Specialists’ fees accounted for only a fraction – some 10-12% – of patients’ private hospital costs, he said.

And criticism of urologists’ fees, for example, failed to mention the increased incidence of robotic surgeries for invasive prostate cancer, which cost more and are not covered by Medicare.

“If society’s got a problem with the fact that some of the most highly skilled people are at the top of the earning pile … I’d say it’s good news that we pay people well who are caring for patients every day,” Dr Gannon said.

“I am in no doubt that we as a community undervalue the quality of general practice services, and the mismatches between what GPs, procedural specialists and non-procedural specialists get paid are not appropriate.”

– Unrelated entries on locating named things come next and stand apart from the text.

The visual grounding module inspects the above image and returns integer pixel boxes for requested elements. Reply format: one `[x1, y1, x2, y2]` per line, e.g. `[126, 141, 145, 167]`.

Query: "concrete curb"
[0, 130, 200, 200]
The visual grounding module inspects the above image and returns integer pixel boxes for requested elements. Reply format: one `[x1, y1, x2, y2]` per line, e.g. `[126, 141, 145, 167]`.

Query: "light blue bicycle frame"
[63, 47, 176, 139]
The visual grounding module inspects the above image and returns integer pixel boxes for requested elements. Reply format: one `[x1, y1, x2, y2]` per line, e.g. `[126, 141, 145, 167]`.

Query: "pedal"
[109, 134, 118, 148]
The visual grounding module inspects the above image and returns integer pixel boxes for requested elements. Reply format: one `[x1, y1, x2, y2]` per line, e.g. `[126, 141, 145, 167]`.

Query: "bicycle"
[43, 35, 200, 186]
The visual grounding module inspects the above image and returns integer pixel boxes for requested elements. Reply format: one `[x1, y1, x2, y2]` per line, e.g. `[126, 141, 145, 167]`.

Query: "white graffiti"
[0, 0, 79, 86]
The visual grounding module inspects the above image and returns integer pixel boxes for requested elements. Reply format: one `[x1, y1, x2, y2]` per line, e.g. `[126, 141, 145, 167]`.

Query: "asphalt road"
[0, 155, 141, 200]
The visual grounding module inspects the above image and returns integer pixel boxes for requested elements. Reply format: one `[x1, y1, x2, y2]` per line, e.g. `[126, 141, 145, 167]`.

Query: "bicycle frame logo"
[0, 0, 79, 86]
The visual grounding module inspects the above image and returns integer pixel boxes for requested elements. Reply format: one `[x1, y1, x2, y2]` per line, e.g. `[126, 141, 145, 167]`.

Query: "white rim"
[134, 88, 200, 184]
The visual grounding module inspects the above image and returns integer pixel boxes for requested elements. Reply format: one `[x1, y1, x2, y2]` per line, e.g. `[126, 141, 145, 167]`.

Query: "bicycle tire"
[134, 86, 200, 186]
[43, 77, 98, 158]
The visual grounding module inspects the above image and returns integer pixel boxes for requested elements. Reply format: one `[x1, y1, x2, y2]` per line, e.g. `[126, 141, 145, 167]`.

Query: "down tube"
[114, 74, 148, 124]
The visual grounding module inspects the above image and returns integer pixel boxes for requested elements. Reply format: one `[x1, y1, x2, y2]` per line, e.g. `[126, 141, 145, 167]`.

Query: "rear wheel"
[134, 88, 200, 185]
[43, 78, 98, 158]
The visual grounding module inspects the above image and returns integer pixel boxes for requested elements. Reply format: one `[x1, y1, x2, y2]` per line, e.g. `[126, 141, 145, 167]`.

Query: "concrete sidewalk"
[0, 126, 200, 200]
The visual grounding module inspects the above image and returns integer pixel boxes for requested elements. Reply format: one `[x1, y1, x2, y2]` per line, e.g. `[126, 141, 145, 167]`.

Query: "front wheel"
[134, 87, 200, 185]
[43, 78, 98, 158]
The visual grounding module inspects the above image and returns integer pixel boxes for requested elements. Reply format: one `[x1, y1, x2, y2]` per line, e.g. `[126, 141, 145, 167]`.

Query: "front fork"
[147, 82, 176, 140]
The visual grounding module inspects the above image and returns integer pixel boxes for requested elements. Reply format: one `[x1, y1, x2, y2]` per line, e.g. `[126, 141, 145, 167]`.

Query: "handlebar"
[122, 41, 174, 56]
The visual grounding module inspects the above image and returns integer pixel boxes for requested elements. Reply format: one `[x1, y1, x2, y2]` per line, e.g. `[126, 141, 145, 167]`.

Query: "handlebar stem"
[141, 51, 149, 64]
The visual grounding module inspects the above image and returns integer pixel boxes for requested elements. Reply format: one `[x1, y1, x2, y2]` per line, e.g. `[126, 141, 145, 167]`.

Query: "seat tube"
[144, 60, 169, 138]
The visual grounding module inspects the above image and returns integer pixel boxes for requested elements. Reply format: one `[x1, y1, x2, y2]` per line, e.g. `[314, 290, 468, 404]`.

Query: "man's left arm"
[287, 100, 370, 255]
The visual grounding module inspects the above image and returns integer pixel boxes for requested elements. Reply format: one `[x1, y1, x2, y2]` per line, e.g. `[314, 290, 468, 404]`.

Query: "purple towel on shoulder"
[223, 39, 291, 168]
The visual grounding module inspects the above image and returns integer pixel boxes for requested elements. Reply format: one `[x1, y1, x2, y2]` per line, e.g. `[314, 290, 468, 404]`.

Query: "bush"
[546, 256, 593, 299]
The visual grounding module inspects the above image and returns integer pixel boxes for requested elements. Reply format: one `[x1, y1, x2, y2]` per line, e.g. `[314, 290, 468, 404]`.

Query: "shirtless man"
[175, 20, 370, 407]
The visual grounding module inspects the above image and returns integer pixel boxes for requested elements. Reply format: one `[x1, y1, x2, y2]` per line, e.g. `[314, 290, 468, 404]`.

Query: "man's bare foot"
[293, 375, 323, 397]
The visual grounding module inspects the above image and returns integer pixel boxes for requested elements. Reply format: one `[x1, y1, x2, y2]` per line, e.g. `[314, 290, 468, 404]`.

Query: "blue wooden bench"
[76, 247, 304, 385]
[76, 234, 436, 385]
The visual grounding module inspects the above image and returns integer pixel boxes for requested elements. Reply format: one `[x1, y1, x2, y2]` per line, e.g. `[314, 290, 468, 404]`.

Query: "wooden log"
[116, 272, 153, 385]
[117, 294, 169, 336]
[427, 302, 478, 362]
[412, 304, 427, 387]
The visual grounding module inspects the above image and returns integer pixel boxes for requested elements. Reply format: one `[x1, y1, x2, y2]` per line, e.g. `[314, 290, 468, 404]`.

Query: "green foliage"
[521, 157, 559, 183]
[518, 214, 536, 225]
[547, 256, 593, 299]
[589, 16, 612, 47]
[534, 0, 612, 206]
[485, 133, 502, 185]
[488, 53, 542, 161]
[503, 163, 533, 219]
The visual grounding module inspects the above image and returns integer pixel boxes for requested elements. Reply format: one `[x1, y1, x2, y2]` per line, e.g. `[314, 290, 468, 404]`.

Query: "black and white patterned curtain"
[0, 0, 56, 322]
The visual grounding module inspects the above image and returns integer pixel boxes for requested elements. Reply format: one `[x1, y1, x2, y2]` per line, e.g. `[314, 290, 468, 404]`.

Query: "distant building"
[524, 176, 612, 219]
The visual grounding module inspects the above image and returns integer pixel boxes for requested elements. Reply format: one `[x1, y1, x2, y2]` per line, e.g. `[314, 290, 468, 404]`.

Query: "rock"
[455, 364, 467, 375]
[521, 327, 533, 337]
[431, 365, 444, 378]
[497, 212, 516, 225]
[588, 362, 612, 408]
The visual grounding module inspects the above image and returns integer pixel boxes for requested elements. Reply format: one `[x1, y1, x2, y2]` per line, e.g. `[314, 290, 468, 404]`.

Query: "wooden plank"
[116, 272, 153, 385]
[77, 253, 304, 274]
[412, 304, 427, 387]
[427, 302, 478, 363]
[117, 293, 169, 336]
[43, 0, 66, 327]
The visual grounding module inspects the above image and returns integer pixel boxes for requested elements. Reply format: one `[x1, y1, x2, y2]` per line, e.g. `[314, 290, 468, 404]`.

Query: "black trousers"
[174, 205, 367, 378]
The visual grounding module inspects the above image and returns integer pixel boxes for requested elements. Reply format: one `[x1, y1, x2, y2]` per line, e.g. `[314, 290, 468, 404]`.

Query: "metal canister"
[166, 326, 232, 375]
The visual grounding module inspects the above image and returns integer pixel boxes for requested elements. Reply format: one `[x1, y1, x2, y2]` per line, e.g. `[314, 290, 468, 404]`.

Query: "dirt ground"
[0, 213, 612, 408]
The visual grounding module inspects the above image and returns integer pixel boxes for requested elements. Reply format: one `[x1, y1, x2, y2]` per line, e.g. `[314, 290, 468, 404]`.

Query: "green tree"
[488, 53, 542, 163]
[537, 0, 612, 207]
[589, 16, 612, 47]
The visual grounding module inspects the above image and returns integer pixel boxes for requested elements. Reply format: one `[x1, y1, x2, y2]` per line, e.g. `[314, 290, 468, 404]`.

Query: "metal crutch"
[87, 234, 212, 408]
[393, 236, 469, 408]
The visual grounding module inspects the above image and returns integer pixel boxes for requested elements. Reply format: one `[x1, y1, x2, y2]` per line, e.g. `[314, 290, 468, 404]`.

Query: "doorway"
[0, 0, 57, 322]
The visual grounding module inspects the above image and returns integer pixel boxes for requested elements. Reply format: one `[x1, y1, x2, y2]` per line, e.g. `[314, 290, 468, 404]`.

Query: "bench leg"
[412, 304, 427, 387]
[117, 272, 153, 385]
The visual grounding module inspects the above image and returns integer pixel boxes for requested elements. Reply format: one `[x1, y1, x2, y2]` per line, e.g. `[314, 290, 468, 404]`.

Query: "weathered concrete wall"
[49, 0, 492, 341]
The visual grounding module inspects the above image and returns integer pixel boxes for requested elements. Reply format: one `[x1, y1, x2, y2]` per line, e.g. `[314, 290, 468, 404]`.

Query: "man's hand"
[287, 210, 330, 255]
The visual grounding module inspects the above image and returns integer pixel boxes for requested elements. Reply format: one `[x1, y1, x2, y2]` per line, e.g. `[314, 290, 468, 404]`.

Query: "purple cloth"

According to Australian Tax Office data for 2013-14, medical specialists swept 18 spots on the nation’s top 20 list of taxable income by occupation.

Male and female neurosurgeons earned $577,674 and $323,682, respectively.

For cardiologists, the figures were $453,253 and $215,920; for plastic surgeons $448,530 and $281,608; and for gynaecologists $446,507 and $264,628.

GPs, enduring the effects of the four-year Medicare rebate freeze, barely scraped into the top 50, with male GPs bringing home $184,639 on average and female GPs on $129,834.

GP consultations were last indexed by 2% on 1 July 2014 and are not due to increase until July 2018.